Sebbâbe: şehâdet parmağı
demektir. Bu kelime sebbetmek yani söğmekden alınmadır. Araplar söğerken
şehâdet parmağı ile işaret ettikleri için ona bu isim verilmiştir.
Kaadî Iyâz'in beyanına
göre Resûlullah (Sallallahu Aleyhi ve Sellem)'in şehâdet parmağı ile orta
parmağını bir yere getirerek: «şunlar gibi...» buyurması ya birbirlerine pek
yakın olduklarını temsildir. Yânı şu iki parmağın aralarında nasıl başka bir
parmak yoksa, kıyametle benim aramda da başka Nebi yoktur; demektir. Yahud
aralarındaki müddetin yakınlığını takriben beyandır. Nitekim bir hadîsde :
«Dünyanın Ömrü yedi
basamaktır; ben yedinci basamakta gönderildim» buyurulmuş; başka bir
hadîsde,de: « İsrâfîli gördüm. Sûru kapmış; üfürmek için kendisine izin
verilmesini bekliyor.» denilmiştir.
«Emmâ ba'dü» İmam
Sîbeveyh'e göre «her ne olursa olsun-» ma'nasına gelir. Bu ta'bîr, sözün evveli
ile sonunu bir birinden ayırmak için kullanılır. Ferrâ' bunun «emmâ ba'den».
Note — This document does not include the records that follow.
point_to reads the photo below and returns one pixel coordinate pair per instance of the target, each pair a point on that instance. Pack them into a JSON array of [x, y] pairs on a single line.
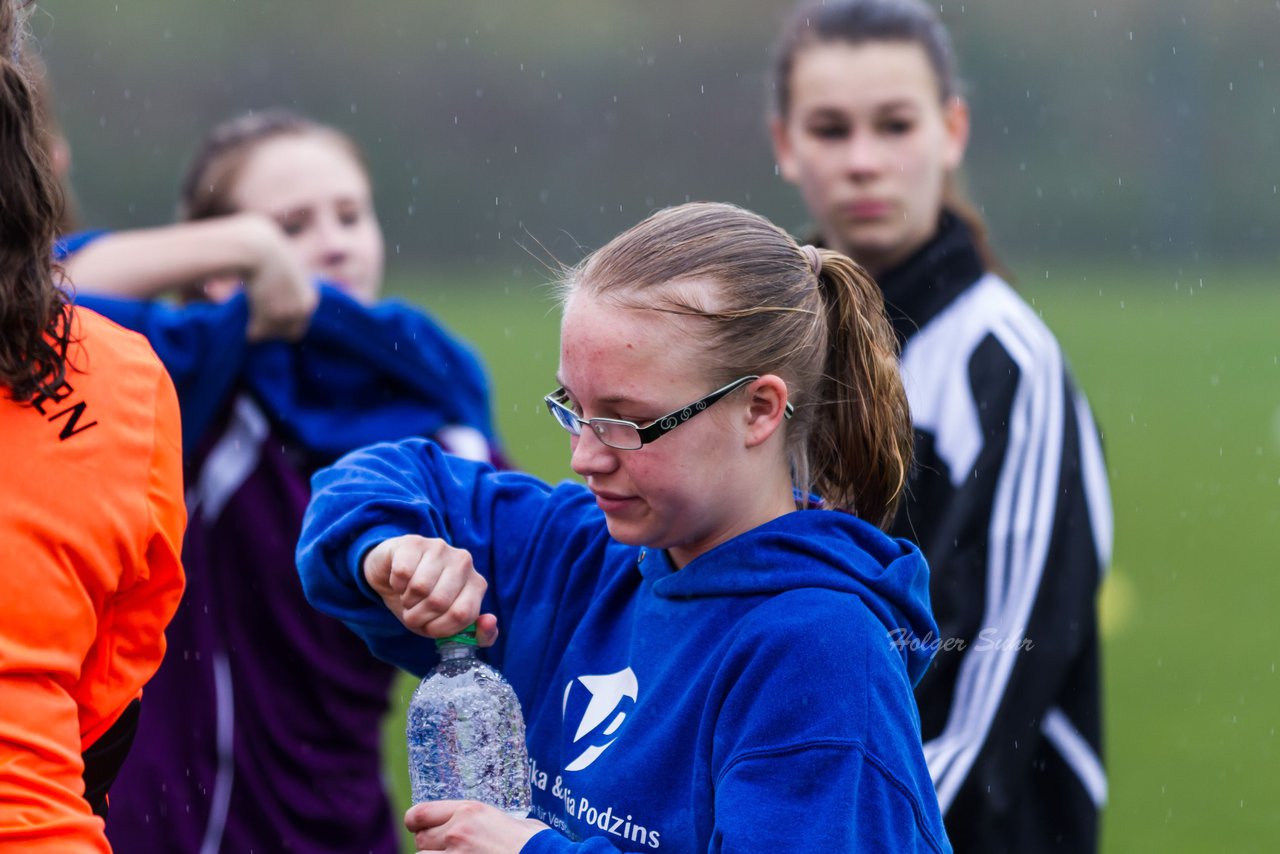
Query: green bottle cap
[[465, 636]]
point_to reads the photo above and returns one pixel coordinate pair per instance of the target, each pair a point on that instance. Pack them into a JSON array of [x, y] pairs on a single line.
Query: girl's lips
[[872, 209], [609, 502]]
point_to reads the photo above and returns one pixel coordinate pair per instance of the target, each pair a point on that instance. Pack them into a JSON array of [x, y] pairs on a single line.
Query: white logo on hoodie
[[604, 713]]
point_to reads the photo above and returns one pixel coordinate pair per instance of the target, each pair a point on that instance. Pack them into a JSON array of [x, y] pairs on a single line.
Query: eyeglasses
[[626, 435]]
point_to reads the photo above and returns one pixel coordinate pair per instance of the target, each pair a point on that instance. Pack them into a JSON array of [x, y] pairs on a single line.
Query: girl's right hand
[[282, 296], [430, 587]]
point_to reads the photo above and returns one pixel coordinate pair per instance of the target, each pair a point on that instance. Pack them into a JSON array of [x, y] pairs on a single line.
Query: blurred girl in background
[[1009, 496], [264, 730]]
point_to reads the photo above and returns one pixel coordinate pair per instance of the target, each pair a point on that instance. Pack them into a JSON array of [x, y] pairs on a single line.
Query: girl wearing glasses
[[704, 633], [1009, 497]]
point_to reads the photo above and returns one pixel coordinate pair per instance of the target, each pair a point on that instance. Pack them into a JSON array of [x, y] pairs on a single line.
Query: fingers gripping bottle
[[466, 733]]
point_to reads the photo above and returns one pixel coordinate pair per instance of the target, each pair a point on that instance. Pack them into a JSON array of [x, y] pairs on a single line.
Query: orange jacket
[[91, 524]]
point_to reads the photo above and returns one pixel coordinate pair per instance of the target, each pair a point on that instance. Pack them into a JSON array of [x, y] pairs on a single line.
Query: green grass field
[[1184, 378]]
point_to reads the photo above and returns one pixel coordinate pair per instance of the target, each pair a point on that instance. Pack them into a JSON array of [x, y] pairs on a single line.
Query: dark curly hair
[[35, 319]]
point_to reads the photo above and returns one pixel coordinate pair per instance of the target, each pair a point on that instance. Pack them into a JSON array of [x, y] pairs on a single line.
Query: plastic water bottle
[[466, 733]]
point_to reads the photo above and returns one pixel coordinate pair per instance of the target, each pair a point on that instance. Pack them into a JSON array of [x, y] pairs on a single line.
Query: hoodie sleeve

«emmâ ba'dü» ve «emmâ ba'dün» şekillerinde okunmasını tecviz etmiştir.
«El-Muhkem» nam eserde
bunun: «Sana ettiğim duadan sonra...» ma'nasına geldiği bildiriliyor. Bazıları:
«geçen sözden sonra» yahut «bana ulaşan haberden sonra» ma'nasına geldiğini
söylemişlerdir.
— Bu sösü ilk defa kimin
söylediği ihtilaflıdır. Taberânî'nin merfû' olarak rivayet etti Ebû Mûse'l
Eş'arî hadisine göre Hz. Davûd (Ateyhisselâm)'dır. Bir çok müfessirler bunun
«fasl-ı. hıtâb» olduğunu ve Hz. Davûd (Aleyhîsselâm)'a verildiğini beyan
etmişlerdir. Muhakkak ulemâya göre fasl-ı hıtâb: hakla bâtılın arasını
ayırmaktır.
Mezkûr ta'bîri ilk defa
Ya'rub b., Kahtan kullanmıştır; diyenler bulunduğu gibi, Kuss b. Sâide'nin
söylediğini iddia edenlerde vardır. Bu gün «emmâ ba'dü» ta'bîri hutbelerde
hamdü sena ile hatibin söylemek istediği asıl mevzuun arasında ve tasnîfâtda
kullanılır,
«Hüdâ» kelimesi
Müslim'in «Sahîh» inde hâ'nın zamm île rivayet olunmuşsa da başka yerlerde
hâ'nın fethî ve dalın sükunu ile «hedy» şeklinde zaptedilmiştir. Herevî, «hedy»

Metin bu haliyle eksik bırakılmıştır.